A month ago, the St. Petersburg Times asked of the four major-party candidates for governor this year,"Where are the bold solutions to the homeowners' insurance crisis?" Two of them have begun to answer the call, as a July 3 report in the Orlando Sentinel suggests.
- Democratic candidate for governor
RodJim Davis proposes reversing the incumbent legislature's shameful amendment to Florida's Value Policy law. - Democrat Rod Smith this week unveiled his own proposal. Essentially, as the Orlando Sentinel reports, he proposes treating property insurance "similarly to other necessities, such as electricity or water."
As for the Republican candidates, they're still stuck on the sidelines. Charlie Crist is busy ducking scurrilous implications of his single-man life style. Tom Gallagher is being kept busy arguing with individual voters over his miserable performance as state CFO. And, as the Associated Press is reporting, both are consumed with sparring over who is more anti-abortion, anti-gay, and more "Christian."
When it comes to property insurance, one of Gallagher's problems is that he's been the man in charge for eight years. So with any and every one of the small reforms he has proposed the question naturally arises, "Why didn't you do this when you had the chance?"
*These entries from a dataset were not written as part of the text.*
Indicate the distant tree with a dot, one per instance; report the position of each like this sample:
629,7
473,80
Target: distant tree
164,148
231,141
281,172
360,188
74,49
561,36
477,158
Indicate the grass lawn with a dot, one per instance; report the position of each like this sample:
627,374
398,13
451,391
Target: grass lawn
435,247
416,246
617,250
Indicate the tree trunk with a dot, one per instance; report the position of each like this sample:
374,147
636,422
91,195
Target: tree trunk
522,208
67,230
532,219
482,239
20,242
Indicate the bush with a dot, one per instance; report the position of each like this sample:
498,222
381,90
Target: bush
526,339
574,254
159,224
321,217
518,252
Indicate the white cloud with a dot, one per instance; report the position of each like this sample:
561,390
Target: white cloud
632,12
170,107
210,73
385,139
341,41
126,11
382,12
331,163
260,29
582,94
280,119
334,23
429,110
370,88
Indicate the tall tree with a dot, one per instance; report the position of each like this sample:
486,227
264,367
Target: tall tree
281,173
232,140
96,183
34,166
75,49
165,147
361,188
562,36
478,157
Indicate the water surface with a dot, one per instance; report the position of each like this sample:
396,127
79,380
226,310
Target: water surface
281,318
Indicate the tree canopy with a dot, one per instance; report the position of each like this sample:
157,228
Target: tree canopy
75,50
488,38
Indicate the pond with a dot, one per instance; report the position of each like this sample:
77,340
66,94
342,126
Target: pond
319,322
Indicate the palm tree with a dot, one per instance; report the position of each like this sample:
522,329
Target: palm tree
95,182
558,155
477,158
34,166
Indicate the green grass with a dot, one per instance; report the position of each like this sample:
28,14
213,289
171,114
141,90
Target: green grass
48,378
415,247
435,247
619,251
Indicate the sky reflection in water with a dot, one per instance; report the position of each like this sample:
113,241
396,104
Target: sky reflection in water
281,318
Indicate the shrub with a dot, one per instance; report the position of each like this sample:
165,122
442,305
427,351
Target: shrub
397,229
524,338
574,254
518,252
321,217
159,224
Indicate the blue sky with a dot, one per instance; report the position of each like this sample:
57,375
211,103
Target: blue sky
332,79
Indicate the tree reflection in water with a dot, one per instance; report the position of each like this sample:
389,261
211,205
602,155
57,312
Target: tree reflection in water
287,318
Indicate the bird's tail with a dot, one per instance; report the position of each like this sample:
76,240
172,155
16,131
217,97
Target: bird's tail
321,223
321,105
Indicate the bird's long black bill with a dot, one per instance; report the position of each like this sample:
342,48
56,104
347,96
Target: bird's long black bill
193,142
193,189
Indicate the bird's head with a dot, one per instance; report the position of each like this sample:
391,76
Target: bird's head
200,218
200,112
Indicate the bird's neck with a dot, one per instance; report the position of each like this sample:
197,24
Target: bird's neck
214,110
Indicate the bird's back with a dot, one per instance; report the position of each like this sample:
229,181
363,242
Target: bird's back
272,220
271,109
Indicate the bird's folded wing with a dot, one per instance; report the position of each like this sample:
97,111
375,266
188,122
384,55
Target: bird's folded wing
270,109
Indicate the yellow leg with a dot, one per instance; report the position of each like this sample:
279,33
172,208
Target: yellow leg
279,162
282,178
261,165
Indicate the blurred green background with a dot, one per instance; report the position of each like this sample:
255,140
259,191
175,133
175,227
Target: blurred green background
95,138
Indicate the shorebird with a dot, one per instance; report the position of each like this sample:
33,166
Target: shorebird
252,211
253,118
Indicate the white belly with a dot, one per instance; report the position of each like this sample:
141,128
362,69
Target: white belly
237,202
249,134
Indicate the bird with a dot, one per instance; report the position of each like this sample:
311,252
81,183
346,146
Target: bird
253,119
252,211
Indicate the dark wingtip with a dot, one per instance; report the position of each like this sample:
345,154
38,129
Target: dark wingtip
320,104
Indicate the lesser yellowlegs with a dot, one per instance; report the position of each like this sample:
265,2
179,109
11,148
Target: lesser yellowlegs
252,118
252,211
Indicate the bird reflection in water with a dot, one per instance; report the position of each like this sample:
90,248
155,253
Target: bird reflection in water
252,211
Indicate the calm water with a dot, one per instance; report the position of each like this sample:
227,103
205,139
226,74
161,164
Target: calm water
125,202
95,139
Gallagher's other problem is the company he keeps. "Upset about Allstate's raising of your insurance rates or, worse, dropping your coverage?" asks Orlando Sentinel columnist Scott Maxwell this week. "Well, Tom's intimately familiar with Allstate -- seeing as how one of his campaign leaders used to lobby for the company. You're in good hands with Tom."
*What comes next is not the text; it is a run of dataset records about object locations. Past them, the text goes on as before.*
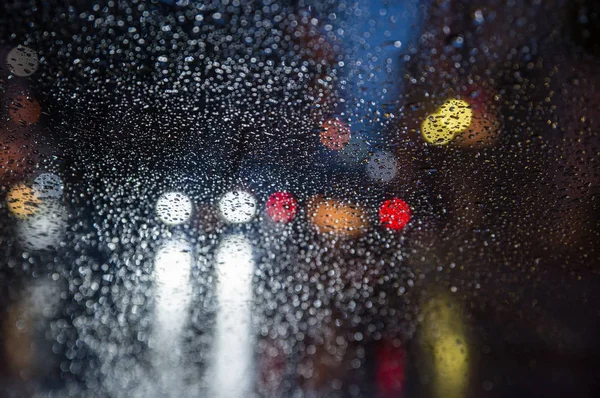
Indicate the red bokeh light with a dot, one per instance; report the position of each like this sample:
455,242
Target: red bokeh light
282,207
391,370
394,214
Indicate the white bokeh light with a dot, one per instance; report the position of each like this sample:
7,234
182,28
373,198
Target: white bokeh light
237,207
230,375
174,208
382,167
45,228
22,61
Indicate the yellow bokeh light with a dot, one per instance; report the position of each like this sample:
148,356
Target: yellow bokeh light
443,331
452,118
434,131
335,217
456,115
22,201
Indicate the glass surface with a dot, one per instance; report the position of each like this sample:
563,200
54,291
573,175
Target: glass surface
235,198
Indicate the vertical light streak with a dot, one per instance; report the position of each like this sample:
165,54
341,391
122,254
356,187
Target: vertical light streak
172,267
231,374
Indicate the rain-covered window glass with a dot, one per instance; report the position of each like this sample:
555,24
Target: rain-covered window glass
275,198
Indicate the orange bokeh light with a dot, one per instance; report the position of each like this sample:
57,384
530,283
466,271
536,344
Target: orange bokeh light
332,216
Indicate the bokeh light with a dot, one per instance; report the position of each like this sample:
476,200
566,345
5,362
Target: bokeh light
394,214
334,134
237,207
48,185
22,61
282,207
391,370
453,117
332,216
22,201
44,229
174,208
25,109
382,167
443,333
17,155
456,115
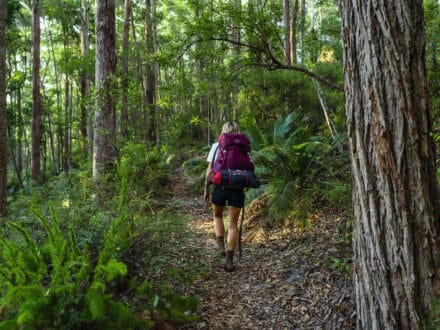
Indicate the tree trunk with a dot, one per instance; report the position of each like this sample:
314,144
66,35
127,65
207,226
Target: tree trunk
124,99
395,192
36,94
302,29
85,128
3,128
293,23
286,22
236,36
201,82
150,72
104,142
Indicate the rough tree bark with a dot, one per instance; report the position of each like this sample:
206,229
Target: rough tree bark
395,192
150,72
104,142
36,93
3,128
124,85
287,30
86,131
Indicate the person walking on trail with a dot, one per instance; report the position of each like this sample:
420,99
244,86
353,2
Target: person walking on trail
221,196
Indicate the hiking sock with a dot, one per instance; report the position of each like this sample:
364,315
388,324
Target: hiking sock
229,266
220,246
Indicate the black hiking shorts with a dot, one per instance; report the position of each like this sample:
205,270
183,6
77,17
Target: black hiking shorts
234,197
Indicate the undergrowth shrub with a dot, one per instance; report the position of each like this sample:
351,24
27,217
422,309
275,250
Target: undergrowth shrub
145,168
72,264
299,169
49,282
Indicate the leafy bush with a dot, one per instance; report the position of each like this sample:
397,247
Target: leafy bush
145,168
56,284
298,168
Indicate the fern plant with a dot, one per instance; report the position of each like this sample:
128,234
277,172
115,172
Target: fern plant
295,166
51,283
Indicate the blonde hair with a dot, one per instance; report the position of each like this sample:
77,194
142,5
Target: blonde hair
230,127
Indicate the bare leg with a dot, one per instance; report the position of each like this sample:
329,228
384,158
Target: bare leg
234,214
219,226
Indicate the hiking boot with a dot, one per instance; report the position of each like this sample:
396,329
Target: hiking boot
220,246
229,266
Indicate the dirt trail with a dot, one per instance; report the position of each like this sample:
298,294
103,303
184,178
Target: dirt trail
289,279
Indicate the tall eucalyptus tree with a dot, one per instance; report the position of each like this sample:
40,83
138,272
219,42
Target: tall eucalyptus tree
395,191
104,142
36,93
3,128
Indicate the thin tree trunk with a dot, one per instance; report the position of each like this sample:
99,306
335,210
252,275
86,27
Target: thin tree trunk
86,131
36,96
104,142
156,75
140,74
302,29
125,41
293,23
150,73
328,119
236,36
287,32
395,190
3,127
200,78
68,125
56,154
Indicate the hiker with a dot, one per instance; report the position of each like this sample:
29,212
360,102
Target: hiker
220,196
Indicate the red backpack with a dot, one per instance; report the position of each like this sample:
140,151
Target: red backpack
233,153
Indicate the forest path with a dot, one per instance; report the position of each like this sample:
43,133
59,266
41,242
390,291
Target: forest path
285,279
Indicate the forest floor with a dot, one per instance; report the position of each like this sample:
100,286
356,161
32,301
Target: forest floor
291,278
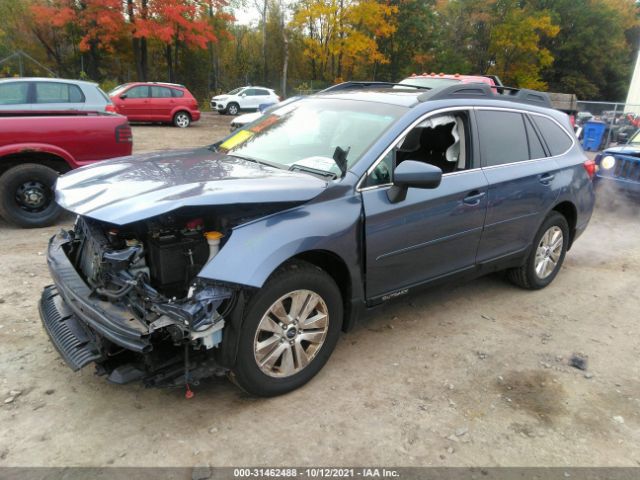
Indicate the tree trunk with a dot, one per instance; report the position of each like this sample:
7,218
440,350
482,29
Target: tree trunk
265,73
285,63
168,56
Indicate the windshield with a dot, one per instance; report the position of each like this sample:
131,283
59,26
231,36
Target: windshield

Then there is the matter of Gallagher's ethics.
Charlie Crist is no better. His "boldest plan to date is a demand that insurers writing auto policies in Florida also provide homeowners' coverage," as the Sentinel reported several days ago. Even fellow Republicans deride the idea "as likely unconstitutional" and "ineffective."
None of the candidates has yet developed a compelling and comprehensive insurance reform plan, although Smith and Davis are farther along than their Republican counterparts. That, we think, largely can be attributed to the fact Smith and Davis are not glued to mindless ideologies that fly in the teeth of reality.
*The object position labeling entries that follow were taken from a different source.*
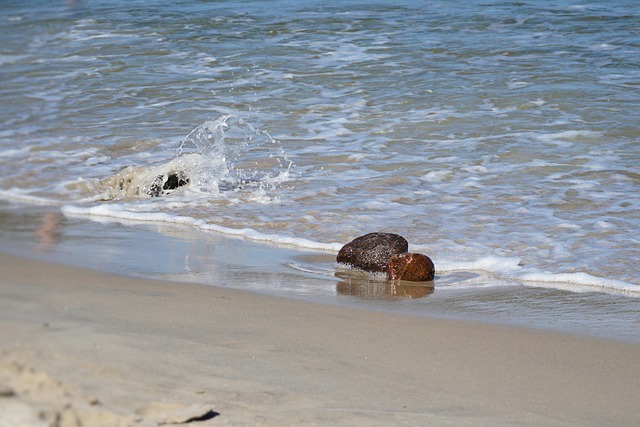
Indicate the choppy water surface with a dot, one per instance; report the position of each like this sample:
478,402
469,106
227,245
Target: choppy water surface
496,136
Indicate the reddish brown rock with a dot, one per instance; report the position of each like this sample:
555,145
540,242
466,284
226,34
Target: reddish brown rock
372,251
410,267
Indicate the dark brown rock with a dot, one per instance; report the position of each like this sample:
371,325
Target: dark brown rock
372,251
410,267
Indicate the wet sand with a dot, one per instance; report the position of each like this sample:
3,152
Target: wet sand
78,347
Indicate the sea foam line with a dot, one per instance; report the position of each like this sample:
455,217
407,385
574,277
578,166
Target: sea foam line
502,268
119,212
509,269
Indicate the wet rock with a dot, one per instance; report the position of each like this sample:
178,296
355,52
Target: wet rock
372,251
162,183
410,267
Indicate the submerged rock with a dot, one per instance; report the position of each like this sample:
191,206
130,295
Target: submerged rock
411,267
372,251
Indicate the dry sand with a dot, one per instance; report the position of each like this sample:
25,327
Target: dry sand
81,348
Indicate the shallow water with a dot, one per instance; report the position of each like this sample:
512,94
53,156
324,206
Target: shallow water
499,138
185,254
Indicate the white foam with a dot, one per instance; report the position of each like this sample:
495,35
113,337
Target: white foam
21,196
509,269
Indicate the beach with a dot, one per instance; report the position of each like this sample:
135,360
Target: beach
89,348
178,178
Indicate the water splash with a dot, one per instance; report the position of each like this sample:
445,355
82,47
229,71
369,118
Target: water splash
217,158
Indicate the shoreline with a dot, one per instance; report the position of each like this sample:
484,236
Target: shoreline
183,254
131,349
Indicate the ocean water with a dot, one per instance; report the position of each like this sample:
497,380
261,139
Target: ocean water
500,138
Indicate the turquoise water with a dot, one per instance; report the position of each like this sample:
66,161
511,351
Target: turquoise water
500,138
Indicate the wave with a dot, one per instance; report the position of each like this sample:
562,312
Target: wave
499,269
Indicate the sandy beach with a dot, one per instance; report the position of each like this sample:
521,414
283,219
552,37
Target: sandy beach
81,348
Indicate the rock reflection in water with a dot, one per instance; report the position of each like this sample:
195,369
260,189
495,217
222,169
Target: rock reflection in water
381,288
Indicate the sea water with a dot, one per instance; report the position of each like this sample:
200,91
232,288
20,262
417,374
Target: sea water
500,138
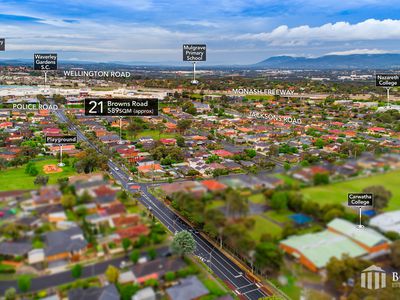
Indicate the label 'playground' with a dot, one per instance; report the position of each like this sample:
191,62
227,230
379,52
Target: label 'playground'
121,107
45,62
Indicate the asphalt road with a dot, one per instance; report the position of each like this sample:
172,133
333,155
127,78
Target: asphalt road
219,263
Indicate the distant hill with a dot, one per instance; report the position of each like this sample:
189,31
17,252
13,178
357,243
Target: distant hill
354,61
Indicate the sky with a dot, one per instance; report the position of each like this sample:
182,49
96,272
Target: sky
235,31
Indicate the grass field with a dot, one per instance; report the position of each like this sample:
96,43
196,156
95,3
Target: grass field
215,204
16,179
281,217
257,199
259,97
155,134
264,226
337,192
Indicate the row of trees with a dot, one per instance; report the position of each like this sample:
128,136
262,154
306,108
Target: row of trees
234,231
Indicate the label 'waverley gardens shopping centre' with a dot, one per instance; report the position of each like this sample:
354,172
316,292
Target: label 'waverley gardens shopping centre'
45,62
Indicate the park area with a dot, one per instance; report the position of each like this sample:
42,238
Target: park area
337,192
17,179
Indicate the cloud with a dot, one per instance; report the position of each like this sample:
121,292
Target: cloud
368,30
361,51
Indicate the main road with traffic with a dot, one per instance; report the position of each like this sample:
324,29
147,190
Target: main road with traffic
224,267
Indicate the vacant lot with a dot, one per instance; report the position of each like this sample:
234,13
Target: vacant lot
16,179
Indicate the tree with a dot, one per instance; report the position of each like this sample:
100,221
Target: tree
126,244
321,178
134,128
12,230
76,271
268,257
85,198
152,253
341,270
41,180
169,276
183,243
68,201
381,195
112,274
24,283
134,256
184,125
180,141
127,291
31,169
279,201
332,214
235,203
10,294
395,254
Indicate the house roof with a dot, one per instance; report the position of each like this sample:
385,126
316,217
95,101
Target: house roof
389,221
213,185
367,236
64,241
15,248
189,288
108,292
146,293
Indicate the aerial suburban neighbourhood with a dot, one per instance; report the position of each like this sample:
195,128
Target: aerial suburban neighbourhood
137,164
"Privatizing" hurricane insurance is no longer an option in Florida. As Allstate's scramble to leave the Florida catastrophe market illustrates, the private market simply doesn't want us. Even when some lesser company takes us on, they demand millions in taxpayer subsidies with no guarantee they'll be around when we need them.
That's not capitalism. That's a scam.
Rod Smith has the right idea. Hurricane insurance in Florida should be treated as a public utility or public safety service. What all the candidates need to do is figure out a way for the State of Florida to do what it's supposed to do: provide a public service not available at reasonable prices elsewhere.
One thing we haven't seen any candidate talk about is sharing the risk with the many other states that are in the same boat -- or soon will be. As Sentinel reporters wrote two weeks ago:
[O]ne of the few "solutions" all four candidates offer is a vow to lobby Congress for a national catastrophe fund, which could be used to help bail out states that suffer devastating natural disasters or terrorist attacks. But that's something every Florida governor has called for since Hurricane Andrew leveled much of Dade County in 1992, and it still hasn't happened.If the current crop of Republicans in Republican-dominated Florida can't get the current crop of Republicans in Republican-dominated Washington D.C. to create a national solution, there's not much reason to pin our hopes on a new set of Republicans.
We need a solution now.
So, why not an Interstate Compact among all the coastal states, setting up a multi-state hurricane insurance pool? It works for the multi-state lottery (and a whole host of other, more serious cross-border problems).
It ought to be part of the solution as Allstate and other insurance companies continue to fumble us away.
3 comments:
It's *Jim* Davis, not Rod Davis.
Thanks, Anonymous. It's been corrected.